Schneider, who died in 2020 at seventy-three, left behind more than instruments; he left behind an idea that human expression could be found in repetition and electricity. The collection’s estimated value, between $450,000 and $650,000, feels modest beside the weight of its influence. Kraftwerk’s synthetic hum became the pulse of the future, running through Bowie’s Berlin, Joy Division’s Manchester, and the gleaming grids of hip-hop in the Boogie Down Bronx.
“They were one of the first bands that used synthesisers and they created music that no one had ever heard of before,” says Giles Moon, head of music at Julien’s. “It was very unworldly, and it moved music forward in a way nobody had ever seen, in a totally different direction that most people probably didn’t think was even possible.” The astonishment still lingers. “Other bands found their tracks mind-blowing,” he adds. “They suddenly discovered this new pathway in music that Kraftwerk created.

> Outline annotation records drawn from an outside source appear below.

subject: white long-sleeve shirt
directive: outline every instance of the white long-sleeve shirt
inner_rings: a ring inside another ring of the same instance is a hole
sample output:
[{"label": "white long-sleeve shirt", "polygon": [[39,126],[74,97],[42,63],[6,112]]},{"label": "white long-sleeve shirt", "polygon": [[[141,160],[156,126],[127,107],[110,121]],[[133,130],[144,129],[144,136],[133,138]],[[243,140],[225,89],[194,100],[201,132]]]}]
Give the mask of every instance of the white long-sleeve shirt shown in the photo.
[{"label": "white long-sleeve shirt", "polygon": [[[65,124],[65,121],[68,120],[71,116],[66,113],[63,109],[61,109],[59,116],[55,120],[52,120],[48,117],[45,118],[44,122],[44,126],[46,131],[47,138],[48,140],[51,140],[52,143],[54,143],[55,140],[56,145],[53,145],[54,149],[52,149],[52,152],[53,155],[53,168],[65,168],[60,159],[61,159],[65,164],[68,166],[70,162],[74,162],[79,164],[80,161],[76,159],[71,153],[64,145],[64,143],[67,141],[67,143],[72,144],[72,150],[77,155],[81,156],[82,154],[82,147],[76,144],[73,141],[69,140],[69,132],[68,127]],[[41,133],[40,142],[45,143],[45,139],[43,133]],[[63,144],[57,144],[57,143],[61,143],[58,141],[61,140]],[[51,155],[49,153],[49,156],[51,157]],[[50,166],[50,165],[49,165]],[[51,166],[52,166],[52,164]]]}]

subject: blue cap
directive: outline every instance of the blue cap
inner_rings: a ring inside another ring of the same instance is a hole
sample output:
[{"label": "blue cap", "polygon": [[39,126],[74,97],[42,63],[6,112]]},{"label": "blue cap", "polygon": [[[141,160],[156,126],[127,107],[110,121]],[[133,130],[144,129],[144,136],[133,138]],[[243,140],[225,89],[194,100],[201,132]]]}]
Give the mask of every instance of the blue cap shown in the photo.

It inspired a lot of bands to move in the direction of using synthesised electronic music.”
Schneider’s estate describes the auction as an act of renewal. “He always believed that (his instruments) are meant to be played and shared – not left unused or gathering dust in storage,” a spokesperson said. “He wanted his equipment to find their way to people who would truly value them: musicians, collectors and those inspired by the art of sound.”
The star of the auction is the vocoder believed to have shaped The Man-Machine and Computer World, expected to fetch up to $50,000. The EMS Synthi AKS, a portable laboratory of bleeps and voltage used on Autobahn, carries an estimate of $15,000 to $20,000.
“It’s a very early synthesiser, in the form of a suitcase, so it’s quite unusual,” Moon explains. “It’s the first synthesiser they acquired in the early 1970s when Florian decided to stop using classical instruments. He would attach it to his flute and use it to process these amazing sounds.”
That flute, an Orsi G alto valued at $8,000 to $10,000, once bridged the analog and the synthetic. “There’s footage of Kraftwerk playing in what’s widely called the first techno concert,” Moon recalls. “Very uncharacteristic sounds come out of the flute… it is quite remarkable to see the reaction of the crowd, because this was the first time that most people had heard this type of music.”